# Circuits Over Time Experimentation Suite

This codebase contains a collection of tools for performing experiments on LLMs (specifically, Pythia) to characterize the nature and evolution of circuits over the course of training. Note that the code has been anonymized, so some file references may need to be corrected if there were originally names in the folder structure.

## Environment
To run this code, you will need a GPU with sufficient GPU RAM (ideally 50 GB or more), and to install the packages listed in `requirements.txt` and `environment.yml`. Install with the following code:
```conda env create -f environment.yml
conda activate your_environment_name
```
And then install the pip packages:
```
pip install -r requirements.txt

```

In addition, you will need to clone this repo https://github.com/hannamw/EAP-IG/tree/10035b88ceecf8bc7e444ba50449107d3e163069 to the `edge_attribution_patching` folder in the root of this code folder.

## Structure
### Key Scripts
Key scripts are all located in the root folder.

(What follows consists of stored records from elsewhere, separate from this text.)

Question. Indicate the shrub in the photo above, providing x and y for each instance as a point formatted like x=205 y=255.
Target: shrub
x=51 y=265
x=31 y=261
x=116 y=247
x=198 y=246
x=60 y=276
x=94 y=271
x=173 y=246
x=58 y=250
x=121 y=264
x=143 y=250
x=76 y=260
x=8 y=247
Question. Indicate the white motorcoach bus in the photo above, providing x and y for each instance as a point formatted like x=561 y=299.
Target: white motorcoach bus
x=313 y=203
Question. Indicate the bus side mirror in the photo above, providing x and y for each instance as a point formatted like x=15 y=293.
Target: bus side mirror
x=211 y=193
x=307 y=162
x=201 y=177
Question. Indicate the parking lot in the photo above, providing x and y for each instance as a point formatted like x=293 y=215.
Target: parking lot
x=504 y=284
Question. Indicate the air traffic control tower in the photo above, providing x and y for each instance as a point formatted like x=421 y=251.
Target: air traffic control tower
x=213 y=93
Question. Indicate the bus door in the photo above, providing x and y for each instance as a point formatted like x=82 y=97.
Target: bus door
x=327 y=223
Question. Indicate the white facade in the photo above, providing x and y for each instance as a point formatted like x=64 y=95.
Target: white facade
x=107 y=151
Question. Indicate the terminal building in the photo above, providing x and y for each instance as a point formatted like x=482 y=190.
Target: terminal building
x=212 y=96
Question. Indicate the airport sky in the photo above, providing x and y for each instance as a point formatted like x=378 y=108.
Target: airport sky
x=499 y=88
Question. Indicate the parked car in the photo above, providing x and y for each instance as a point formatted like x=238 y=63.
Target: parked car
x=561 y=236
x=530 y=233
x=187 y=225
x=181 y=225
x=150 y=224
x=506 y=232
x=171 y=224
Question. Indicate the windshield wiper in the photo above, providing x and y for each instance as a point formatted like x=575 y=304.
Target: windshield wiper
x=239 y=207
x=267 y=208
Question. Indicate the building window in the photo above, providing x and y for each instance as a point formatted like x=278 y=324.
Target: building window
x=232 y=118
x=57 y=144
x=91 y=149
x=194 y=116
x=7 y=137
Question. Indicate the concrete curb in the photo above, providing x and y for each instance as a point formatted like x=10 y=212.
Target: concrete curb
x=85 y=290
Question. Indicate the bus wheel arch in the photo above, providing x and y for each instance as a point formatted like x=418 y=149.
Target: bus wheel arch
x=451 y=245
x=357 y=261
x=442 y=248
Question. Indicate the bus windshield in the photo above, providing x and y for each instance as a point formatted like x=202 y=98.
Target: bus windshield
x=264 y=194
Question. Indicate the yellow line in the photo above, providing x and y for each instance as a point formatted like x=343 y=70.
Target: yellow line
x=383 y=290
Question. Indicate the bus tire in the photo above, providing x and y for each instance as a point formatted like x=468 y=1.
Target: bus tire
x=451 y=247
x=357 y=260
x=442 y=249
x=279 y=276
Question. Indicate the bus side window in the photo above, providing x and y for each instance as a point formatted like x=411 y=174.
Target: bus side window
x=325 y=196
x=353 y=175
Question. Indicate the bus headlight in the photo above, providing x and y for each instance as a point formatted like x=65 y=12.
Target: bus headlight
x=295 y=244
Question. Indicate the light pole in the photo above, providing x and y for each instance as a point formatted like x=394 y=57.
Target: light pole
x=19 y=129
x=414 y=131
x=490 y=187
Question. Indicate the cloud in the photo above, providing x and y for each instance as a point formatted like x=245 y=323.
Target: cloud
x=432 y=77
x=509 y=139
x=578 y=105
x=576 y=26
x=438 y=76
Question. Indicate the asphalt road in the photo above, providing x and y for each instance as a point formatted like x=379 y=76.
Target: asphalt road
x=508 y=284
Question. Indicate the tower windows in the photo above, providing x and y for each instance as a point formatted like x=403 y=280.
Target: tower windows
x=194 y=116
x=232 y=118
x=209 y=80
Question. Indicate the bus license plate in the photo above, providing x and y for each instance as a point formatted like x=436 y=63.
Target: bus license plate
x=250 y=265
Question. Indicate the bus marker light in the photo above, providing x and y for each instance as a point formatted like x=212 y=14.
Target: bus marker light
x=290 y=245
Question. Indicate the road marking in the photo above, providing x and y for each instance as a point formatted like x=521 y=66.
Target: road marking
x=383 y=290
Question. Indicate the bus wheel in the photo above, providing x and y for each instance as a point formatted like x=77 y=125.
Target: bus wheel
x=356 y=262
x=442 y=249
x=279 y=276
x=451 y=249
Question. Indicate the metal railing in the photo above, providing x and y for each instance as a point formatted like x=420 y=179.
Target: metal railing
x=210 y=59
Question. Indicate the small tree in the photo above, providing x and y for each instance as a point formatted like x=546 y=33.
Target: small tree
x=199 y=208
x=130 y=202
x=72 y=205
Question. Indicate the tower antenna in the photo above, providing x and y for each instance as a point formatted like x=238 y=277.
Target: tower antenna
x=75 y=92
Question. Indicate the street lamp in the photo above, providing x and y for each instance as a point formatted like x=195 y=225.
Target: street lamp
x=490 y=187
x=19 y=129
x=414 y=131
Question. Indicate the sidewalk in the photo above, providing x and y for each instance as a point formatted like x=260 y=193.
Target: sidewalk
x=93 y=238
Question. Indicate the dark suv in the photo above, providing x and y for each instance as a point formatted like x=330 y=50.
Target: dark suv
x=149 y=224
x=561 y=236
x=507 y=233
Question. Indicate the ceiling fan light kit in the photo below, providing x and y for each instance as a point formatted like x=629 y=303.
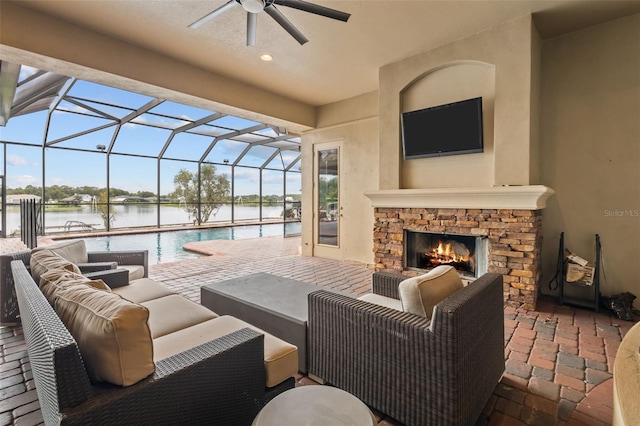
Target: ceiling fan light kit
x=254 y=7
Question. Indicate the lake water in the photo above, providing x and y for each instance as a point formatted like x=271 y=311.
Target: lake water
x=138 y=215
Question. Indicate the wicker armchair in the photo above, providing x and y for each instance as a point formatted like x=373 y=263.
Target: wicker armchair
x=419 y=371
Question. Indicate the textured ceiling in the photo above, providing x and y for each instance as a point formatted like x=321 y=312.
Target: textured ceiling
x=341 y=60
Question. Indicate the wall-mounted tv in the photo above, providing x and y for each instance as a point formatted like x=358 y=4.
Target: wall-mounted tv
x=449 y=129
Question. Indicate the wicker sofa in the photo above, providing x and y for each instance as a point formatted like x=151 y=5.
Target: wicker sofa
x=420 y=371
x=205 y=368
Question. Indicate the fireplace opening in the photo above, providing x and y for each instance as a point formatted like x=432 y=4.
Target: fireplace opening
x=426 y=250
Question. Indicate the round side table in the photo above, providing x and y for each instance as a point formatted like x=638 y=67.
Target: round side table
x=315 y=405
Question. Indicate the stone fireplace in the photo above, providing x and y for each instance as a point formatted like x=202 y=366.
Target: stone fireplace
x=506 y=221
x=425 y=250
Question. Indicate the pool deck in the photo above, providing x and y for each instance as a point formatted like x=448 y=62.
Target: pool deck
x=559 y=359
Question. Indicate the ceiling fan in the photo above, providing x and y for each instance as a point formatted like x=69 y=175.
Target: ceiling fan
x=253 y=7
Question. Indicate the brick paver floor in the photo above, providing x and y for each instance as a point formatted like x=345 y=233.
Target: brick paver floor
x=558 y=359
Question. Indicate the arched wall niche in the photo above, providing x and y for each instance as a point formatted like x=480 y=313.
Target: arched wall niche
x=452 y=82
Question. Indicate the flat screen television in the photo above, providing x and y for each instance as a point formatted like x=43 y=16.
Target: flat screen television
x=449 y=129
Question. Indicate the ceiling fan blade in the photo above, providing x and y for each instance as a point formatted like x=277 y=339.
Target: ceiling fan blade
x=314 y=8
x=219 y=11
x=285 y=23
x=252 y=24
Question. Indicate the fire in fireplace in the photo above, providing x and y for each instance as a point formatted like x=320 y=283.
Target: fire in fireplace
x=425 y=250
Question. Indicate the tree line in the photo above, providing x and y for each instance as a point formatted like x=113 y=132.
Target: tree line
x=199 y=199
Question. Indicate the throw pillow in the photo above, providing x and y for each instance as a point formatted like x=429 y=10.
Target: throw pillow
x=112 y=334
x=44 y=260
x=420 y=294
x=57 y=279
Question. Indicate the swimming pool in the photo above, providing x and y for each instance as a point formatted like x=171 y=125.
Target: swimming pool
x=167 y=246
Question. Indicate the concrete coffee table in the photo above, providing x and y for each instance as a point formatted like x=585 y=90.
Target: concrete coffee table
x=315 y=405
x=275 y=304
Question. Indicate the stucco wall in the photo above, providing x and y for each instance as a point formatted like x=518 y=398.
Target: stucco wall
x=452 y=83
x=508 y=48
x=590 y=140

They rely on settings that are specified in the `configs` folder.
- Circuit graphs are obtained via EAP-IG with `get_circuits_over_time.py`; this can be run with configs specifying different datasets and models.
- Attention head component scores can be obtained with `get_full_model_components_over_time.py`, `get_new_successor_head_scores_over_time.py`, and `get_model_cspa.py`.
- Algorithmic consistency is verified with the `get_ioi_consistency.py` file and variants.
- Behavior/performance can be collected with `get_model_task_performance.py`.

### ./circuit_sketches
This folder contains a collection of notebooks documenting experiments and results that were conducted in order to characterize the IOI circuit, mostly in models that have already completed training. This was done to establish a baseline for each model, as well as to confirm that the circuit is similar to that implemented in GPT-2 and that it uses similar subcomponents across model sizes and random seeds.

### ./plotting
This folder contains various scripts/notebooks for plotting results.

### ./utils
Contains all the key functions for running most of the experiments.

## Outside Code
With written permission from the authors, we include CSPA code produced by Arthur Comny and Callum McDougall in the utils. This code is used to obtain the CSPA score for each attention head.